Actually, I trust the process. When routine returns and the long, lazy days of summer are over, somehow life finds a natural ebb and flow. I tend to be more productive because the things I need to do have nice confined spaces to fit in within my day. Everything organizes itself into blocks of time where I can focus on specific things during specific hours. The closet OCD part of me likes this. It reminds me of the unspoken mantra that lives in my head when I am trying to restore order to my house, to my life: "A place for everything; everything in its place." This particular moment is just that fuzzy time when I try to figure out where everything fits, often by trial and error.
In my University Experience class I have my students construct a grid that represents a week in their lives, spread across an 8" x 10" piece of paper with hours labeled down one side and days ordered on top. I ask them to color code each block of time according to their activities, making sure they clearly show class time, study time, work time, and free time. Each year I also participate in this activity.
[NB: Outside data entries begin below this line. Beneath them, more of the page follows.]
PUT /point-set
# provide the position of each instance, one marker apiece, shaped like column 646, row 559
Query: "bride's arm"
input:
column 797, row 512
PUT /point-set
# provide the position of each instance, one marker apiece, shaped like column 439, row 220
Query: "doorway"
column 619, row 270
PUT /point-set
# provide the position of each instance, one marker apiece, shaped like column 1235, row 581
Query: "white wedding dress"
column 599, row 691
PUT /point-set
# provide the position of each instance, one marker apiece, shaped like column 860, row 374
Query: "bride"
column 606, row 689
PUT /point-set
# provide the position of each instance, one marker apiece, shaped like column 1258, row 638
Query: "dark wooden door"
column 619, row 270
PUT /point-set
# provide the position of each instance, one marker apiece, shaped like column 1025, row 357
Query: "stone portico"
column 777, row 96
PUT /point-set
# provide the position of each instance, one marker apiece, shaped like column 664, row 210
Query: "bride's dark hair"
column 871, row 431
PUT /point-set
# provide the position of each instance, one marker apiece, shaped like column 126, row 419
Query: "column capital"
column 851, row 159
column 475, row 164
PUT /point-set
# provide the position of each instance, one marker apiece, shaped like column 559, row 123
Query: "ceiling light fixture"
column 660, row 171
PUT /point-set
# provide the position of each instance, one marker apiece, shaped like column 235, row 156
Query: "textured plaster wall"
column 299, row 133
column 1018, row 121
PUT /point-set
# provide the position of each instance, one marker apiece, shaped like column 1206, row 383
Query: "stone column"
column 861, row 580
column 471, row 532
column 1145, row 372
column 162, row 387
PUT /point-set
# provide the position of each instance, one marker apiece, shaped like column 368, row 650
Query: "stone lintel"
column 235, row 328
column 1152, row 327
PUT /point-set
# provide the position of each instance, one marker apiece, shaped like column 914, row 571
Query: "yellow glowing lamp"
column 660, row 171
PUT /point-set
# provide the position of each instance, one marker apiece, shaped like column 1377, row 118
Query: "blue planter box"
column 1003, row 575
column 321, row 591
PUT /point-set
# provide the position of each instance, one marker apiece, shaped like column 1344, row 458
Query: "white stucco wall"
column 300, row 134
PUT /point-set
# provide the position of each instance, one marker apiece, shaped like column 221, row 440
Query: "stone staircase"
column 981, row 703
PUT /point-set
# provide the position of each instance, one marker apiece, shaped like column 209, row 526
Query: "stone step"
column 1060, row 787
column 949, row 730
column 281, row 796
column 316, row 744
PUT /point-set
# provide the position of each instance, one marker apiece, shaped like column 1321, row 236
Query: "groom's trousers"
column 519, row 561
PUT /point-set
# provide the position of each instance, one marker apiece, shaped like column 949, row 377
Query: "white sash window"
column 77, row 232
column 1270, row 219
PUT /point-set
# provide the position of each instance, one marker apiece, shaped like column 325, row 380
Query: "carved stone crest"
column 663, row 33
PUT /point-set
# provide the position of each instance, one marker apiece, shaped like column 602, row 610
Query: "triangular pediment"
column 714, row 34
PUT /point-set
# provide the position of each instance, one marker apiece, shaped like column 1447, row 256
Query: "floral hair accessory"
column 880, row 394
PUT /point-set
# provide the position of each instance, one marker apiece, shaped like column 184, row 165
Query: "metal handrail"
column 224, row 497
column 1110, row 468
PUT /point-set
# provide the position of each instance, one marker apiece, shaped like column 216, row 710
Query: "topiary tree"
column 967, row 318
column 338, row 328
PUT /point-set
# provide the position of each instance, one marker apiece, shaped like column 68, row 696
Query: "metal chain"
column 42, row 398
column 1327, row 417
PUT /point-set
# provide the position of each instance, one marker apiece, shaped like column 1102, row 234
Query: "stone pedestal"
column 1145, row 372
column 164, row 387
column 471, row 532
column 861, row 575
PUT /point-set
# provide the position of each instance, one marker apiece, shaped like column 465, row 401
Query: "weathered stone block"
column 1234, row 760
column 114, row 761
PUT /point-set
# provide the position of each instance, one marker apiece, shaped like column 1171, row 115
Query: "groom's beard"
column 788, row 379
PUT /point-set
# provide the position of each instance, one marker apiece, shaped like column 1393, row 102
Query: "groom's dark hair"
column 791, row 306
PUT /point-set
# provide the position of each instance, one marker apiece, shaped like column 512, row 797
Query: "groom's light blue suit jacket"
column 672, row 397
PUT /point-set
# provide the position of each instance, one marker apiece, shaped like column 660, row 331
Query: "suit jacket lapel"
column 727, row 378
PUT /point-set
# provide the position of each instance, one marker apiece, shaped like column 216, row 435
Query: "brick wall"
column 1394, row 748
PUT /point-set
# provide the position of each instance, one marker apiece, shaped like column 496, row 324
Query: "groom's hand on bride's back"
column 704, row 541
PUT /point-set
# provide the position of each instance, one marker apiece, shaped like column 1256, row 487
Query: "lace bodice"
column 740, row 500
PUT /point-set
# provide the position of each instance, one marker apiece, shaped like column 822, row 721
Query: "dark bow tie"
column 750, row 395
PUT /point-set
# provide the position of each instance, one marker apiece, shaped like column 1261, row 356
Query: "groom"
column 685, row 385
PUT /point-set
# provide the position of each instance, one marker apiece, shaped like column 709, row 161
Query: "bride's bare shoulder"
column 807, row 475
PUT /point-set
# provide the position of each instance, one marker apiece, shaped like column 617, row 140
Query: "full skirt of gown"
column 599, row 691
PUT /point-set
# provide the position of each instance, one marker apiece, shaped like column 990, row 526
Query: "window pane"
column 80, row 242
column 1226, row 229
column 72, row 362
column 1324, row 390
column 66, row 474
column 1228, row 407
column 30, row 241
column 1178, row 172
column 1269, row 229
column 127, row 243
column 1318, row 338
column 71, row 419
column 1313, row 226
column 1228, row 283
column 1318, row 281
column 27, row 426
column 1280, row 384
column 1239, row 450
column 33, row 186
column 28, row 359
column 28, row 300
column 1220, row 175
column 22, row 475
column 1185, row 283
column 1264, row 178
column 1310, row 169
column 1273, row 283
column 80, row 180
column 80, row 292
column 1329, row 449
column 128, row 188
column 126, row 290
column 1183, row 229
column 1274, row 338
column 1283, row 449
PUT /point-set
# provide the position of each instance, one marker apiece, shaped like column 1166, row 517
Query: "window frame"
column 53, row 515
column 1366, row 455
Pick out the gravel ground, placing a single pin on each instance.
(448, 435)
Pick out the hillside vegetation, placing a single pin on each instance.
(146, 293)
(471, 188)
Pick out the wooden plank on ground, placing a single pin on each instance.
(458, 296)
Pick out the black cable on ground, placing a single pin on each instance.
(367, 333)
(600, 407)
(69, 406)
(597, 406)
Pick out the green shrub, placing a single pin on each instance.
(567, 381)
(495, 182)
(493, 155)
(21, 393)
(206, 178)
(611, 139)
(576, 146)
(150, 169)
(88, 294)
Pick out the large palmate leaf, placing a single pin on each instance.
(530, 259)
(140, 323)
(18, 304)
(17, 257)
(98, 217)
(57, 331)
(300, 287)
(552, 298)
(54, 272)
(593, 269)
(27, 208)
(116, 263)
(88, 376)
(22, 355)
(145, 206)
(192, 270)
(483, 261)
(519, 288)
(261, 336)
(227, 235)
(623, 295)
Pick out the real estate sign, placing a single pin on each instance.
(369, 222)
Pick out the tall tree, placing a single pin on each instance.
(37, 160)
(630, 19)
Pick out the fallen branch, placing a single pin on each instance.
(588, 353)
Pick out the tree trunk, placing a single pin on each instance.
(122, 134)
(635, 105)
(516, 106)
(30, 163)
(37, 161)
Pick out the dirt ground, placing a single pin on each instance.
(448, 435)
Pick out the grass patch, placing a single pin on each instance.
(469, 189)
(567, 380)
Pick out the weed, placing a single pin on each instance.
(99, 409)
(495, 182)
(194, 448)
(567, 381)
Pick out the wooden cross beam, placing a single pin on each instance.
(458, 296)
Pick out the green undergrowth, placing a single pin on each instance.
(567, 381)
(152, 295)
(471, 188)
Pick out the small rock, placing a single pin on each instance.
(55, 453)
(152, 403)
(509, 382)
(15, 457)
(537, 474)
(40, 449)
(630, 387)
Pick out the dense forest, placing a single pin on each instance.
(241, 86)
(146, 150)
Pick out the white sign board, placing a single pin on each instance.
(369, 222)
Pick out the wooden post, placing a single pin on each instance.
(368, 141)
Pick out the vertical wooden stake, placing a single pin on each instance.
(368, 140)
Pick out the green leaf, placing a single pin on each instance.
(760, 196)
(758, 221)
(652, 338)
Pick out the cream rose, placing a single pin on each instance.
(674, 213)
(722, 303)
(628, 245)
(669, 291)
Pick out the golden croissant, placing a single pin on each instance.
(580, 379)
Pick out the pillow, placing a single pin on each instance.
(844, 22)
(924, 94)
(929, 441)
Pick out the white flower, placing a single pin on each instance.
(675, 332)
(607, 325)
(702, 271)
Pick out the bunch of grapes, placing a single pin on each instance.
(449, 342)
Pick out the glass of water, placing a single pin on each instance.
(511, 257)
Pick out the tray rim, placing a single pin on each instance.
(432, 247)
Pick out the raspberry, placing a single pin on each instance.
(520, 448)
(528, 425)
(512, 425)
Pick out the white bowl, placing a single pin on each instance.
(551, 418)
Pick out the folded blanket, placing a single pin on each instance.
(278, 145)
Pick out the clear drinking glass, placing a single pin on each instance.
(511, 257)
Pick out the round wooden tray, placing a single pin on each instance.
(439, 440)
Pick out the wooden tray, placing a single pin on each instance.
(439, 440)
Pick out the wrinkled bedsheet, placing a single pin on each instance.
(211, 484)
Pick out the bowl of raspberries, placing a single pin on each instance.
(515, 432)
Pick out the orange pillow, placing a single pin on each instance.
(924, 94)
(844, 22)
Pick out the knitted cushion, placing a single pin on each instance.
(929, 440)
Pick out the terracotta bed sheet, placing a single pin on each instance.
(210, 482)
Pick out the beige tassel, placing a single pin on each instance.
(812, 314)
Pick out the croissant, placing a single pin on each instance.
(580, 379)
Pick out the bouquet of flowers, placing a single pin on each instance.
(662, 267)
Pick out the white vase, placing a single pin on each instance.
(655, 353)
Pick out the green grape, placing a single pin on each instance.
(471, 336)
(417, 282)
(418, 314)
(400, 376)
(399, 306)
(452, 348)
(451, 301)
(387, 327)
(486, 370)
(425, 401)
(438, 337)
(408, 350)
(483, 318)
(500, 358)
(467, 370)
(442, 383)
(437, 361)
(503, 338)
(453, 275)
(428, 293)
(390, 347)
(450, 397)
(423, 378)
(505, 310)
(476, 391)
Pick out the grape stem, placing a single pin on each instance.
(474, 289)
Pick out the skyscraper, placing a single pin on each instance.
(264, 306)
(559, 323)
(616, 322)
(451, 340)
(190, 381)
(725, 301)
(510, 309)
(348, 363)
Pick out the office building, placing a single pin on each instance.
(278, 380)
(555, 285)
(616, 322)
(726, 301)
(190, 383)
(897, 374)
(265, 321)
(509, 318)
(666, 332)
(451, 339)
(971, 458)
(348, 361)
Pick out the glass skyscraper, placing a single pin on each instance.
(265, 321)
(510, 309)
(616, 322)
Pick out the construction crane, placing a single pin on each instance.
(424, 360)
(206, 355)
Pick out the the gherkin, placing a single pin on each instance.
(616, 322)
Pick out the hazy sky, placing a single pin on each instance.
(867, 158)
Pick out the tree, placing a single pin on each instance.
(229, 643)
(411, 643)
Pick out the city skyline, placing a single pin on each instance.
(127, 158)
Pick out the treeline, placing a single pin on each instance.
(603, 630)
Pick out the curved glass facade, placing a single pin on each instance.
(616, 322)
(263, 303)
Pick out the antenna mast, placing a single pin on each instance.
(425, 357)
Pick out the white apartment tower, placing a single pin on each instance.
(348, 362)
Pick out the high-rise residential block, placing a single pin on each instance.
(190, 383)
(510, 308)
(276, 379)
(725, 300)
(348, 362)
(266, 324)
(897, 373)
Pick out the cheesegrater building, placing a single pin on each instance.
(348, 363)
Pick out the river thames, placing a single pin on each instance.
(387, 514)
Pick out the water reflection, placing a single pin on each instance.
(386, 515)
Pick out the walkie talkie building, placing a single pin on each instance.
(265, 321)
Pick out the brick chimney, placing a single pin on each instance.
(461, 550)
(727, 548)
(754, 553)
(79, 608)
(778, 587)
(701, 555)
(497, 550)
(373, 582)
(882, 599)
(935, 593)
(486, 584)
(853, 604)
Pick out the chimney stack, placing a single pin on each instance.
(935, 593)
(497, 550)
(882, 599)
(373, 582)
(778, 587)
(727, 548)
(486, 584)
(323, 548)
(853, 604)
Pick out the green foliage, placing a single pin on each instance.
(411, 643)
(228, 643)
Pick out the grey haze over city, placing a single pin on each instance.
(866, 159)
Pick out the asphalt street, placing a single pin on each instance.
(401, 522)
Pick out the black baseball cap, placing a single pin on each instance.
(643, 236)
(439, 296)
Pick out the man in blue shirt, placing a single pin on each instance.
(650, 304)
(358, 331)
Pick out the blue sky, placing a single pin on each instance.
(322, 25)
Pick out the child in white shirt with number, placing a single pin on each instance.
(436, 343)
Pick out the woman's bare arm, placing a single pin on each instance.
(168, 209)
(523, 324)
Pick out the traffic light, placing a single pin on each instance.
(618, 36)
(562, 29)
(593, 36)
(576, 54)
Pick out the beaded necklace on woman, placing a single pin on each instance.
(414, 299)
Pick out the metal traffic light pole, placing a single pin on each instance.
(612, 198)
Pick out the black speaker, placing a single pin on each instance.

It helps me understand how my life fits together. The gift of the exercise is that occasionally I discover a block of time I didn't realize was there, something I can consciously dedicate to an activity I enjoy. I realize how anxious I am to see my life in neat blocks --I would know what parts of myself fit where and when.
For now I wait in the craziness of new schedules, waiting for my eyes to adjust to the newness. It's all good. Eventually life finds a comfortable pace, and the whole family finds a way to settle in. I'm looking forward to my new ordinary to reveal itself.